With the anticipated release of two of his activists from a Thai jail, opposition party leader Sam Rainsy is pushing the UN to arrange passage for the men to a third country rather than face possible criminal prosecution upon returning to Cambodia.
Sok Yoeun, an opposition activist from Battambang, and Sar Sophoan, who heads the party’s Bangkok office, are both nearing the end of six-month jail sentences for immigration violations.
“If they are not accepted by a third country at the time of their release, their situation will indeed become very difficult….Will they be tragically sent back to Cambodia?” Sam Rainsy wrote in a May 11 letter to Francois Fouinat, director of the UN High Commissioner for Refugees’ Asia Pacific office in Geneva.
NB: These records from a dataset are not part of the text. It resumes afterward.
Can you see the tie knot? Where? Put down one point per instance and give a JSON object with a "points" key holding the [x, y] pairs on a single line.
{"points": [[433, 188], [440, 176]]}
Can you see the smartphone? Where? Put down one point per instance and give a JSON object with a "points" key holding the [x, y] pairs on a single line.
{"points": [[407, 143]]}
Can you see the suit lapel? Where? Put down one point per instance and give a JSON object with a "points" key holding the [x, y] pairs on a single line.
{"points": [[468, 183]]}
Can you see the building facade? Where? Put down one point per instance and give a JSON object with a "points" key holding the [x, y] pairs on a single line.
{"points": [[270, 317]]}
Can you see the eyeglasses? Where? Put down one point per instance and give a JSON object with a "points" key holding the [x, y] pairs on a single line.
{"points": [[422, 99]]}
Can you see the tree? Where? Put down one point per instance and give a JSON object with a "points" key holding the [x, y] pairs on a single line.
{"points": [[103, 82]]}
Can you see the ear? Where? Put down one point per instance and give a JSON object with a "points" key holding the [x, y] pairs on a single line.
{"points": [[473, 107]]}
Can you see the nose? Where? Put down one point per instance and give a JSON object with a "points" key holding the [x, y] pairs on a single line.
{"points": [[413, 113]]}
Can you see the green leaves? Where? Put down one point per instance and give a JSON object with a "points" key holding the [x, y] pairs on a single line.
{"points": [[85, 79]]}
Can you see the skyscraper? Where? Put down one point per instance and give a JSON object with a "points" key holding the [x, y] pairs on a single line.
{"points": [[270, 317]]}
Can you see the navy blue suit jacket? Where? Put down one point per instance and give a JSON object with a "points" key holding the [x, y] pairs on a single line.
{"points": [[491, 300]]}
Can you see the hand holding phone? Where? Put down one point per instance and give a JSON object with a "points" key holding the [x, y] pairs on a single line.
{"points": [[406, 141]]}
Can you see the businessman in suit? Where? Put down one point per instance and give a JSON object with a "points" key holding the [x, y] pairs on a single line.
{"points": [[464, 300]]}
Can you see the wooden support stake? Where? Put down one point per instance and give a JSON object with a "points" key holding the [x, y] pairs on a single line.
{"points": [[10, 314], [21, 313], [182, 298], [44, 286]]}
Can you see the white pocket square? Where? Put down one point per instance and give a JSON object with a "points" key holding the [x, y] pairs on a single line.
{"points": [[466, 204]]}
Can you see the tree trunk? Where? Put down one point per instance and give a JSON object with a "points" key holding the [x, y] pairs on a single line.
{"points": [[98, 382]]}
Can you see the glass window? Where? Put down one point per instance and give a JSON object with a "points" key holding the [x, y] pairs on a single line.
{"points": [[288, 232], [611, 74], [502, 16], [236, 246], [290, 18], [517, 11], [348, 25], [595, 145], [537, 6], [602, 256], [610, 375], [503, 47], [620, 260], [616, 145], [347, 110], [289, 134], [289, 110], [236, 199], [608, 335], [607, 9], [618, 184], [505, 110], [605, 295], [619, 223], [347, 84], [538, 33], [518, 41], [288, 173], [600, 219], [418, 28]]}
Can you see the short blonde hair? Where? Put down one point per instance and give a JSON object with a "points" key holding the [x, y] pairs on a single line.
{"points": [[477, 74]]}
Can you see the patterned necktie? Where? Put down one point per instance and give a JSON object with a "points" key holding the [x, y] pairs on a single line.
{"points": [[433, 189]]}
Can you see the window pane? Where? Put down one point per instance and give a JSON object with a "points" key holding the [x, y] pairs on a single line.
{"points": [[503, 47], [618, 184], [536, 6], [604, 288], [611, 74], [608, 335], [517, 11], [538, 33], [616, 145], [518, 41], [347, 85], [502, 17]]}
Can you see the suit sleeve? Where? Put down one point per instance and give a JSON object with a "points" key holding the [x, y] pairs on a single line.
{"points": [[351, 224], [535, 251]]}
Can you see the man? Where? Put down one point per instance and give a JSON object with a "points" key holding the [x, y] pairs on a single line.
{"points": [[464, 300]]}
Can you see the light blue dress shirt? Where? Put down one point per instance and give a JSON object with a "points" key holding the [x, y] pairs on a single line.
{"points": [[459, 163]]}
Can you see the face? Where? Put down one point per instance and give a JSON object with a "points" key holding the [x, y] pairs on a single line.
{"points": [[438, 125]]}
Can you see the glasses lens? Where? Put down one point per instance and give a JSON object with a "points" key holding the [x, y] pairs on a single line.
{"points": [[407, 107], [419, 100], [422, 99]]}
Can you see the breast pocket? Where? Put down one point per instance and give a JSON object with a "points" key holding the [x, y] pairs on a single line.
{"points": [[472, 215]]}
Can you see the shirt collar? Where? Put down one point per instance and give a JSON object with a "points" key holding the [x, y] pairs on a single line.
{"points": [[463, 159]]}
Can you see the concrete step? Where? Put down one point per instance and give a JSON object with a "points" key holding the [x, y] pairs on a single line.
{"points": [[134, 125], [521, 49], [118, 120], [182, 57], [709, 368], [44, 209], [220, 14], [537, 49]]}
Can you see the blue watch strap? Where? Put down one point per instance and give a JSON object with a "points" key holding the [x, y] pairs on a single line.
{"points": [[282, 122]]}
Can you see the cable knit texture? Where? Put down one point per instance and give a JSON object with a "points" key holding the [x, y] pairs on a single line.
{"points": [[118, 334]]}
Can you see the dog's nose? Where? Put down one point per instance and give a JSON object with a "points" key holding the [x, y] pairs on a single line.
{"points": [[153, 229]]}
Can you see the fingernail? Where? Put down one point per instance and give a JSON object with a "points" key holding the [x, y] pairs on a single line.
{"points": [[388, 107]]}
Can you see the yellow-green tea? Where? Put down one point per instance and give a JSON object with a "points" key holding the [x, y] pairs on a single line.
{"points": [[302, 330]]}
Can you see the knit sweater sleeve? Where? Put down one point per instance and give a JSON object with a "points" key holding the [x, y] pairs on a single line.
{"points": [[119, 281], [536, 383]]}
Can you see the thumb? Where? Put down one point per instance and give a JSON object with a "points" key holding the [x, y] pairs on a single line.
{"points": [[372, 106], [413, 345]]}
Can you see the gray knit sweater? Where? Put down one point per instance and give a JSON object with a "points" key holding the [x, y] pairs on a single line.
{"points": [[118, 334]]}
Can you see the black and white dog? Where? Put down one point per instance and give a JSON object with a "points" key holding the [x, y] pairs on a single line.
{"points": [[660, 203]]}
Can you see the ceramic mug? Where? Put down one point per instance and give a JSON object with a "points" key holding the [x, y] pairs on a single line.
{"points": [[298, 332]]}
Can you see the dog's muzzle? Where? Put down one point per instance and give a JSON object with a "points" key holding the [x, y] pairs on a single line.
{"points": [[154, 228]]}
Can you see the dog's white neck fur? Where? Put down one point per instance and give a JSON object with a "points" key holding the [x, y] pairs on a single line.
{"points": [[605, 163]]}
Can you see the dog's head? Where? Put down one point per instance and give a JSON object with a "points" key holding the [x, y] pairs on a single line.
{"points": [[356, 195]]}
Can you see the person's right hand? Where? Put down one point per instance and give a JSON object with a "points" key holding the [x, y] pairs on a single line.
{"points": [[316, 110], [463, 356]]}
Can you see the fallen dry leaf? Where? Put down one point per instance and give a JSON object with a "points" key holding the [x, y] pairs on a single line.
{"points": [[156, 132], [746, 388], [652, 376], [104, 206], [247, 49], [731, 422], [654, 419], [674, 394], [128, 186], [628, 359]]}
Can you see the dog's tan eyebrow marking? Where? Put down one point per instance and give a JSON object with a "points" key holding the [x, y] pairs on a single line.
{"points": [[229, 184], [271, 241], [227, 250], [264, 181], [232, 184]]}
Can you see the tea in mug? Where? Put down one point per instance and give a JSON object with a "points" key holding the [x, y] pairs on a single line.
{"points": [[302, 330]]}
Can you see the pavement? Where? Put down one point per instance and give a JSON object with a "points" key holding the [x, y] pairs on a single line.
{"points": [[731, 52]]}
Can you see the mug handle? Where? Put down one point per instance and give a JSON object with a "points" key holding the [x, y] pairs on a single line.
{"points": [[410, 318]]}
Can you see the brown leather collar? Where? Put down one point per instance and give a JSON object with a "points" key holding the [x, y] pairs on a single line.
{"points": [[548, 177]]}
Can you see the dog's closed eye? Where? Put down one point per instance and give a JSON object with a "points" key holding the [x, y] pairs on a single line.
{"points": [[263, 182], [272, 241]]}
While Sam Rainsy indicated in the letter he had received favorable responses from a number of Western embassies on the matter, party treasurer Yim Sovann said Monday there has been no response yet from the UN and that no decision on resettlement has been reached.
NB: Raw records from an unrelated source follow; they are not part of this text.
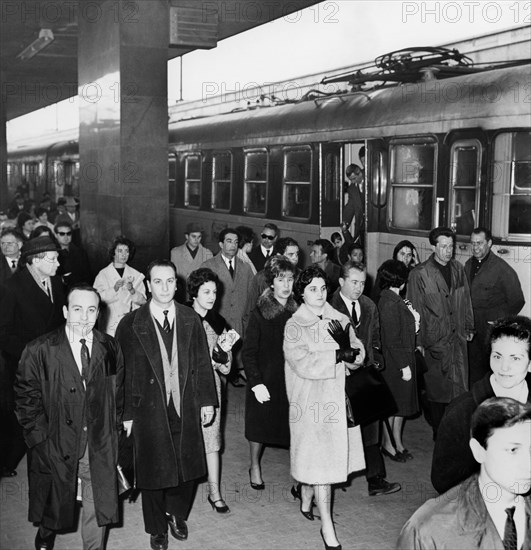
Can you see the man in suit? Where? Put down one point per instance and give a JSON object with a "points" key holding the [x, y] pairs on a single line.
{"points": [[11, 242], [260, 254], [69, 403], [495, 291], [363, 314], [74, 264], [31, 305], [235, 279], [189, 256], [169, 394]]}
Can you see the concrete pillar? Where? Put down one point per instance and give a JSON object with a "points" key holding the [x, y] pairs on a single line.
{"points": [[123, 134], [4, 198]]}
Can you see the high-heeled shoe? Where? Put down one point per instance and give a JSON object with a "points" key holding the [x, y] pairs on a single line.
{"points": [[224, 509], [338, 547], [256, 486], [396, 457]]}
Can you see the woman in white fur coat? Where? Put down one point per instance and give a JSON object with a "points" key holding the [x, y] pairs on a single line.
{"points": [[323, 449], [120, 286]]}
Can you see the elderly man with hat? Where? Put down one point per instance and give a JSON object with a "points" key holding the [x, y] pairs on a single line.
{"points": [[31, 306], [189, 256]]}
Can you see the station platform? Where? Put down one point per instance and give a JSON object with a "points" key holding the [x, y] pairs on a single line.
{"points": [[268, 519]]}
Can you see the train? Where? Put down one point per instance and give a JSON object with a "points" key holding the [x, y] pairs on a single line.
{"points": [[446, 144]]}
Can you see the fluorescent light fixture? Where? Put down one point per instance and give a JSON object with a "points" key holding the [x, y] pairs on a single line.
{"points": [[45, 37]]}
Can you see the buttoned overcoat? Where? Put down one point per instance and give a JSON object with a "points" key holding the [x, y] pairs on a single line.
{"points": [[53, 408], [157, 464]]}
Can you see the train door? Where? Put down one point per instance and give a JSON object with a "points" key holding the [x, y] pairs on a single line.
{"points": [[333, 160]]}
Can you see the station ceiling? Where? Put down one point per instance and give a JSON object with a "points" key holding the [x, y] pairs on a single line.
{"points": [[51, 74]]}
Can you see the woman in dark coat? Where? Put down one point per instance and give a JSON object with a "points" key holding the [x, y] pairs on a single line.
{"points": [[399, 323], [266, 403]]}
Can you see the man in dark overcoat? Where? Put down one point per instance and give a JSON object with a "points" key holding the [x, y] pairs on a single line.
{"points": [[169, 393], [31, 305], [69, 401], [496, 292], [363, 314], [439, 291]]}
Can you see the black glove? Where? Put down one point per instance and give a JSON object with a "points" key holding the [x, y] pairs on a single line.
{"points": [[341, 336], [220, 356]]}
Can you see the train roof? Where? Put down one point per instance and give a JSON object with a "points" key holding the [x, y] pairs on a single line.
{"points": [[488, 100]]}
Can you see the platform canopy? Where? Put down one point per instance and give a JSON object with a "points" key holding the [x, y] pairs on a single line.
{"points": [[39, 38]]}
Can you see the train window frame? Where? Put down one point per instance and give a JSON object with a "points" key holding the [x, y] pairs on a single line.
{"points": [[454, 171], [246, 181], [424, 140], [502, 176], [286, 184], [215, 180], [172, 178], [187, 180]]}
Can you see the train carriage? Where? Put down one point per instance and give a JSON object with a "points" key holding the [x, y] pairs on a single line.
{"points": [[453, 152]]}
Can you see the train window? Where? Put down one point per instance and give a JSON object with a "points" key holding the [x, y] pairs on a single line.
{"points": [[256, 177], [465, 172], [511, 173], [413, 167], [297, 179], [221, 181], [172, 179], [192, 181]]}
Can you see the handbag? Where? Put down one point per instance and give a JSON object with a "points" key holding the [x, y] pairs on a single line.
{"points": [[369, 395]]}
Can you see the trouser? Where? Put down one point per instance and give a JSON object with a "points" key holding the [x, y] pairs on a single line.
{"points": [[374, 462], [92, 534], [175, 501]]}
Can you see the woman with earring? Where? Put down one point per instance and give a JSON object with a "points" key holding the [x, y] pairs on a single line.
{"points": [[399, 323], [266, 404], [320, 347], [202, 288], [120, 286]]}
Sar Sophoan was arrested for harboring Sok Yoeun, who fled to Thailand late last year after being accused of orchestrating the September 1998 rocket attack in Siem Reap that the government claims was an attempt on Prime Minister Hun Sen’s life.
Sok Yoeun’s presence in Thailand sparked the Cambodian government’s first extradition attempt, but the Thai government’s refusal to return him outright cast doubt on Cambodia’s claims that he was responsible for the attack, which killed one bystander.
After escaping to Thailand following a roundup of rocket attack suspects—mostly Sam Rainsy Party members from Battambang—Sok Yoeun was granted “person of concern” status by the UNHCR while the Thai government waited for evidence to arrive from Cambodia justifying his extradition.
Though a formal extradition request was filed with the Thais, it is unclear what evidence was given to support that request.
Sam Rainsy leaders continue to claim the rocket attack was used by Hun Sen supporters as a way to justify further harassment of opposition party members.
The two other party activists arrested in connection with the attack, Kong Bun Heang and Mung Davuth, were released from Phnom Penh’s military prison after six months when no formal charges were filed against them.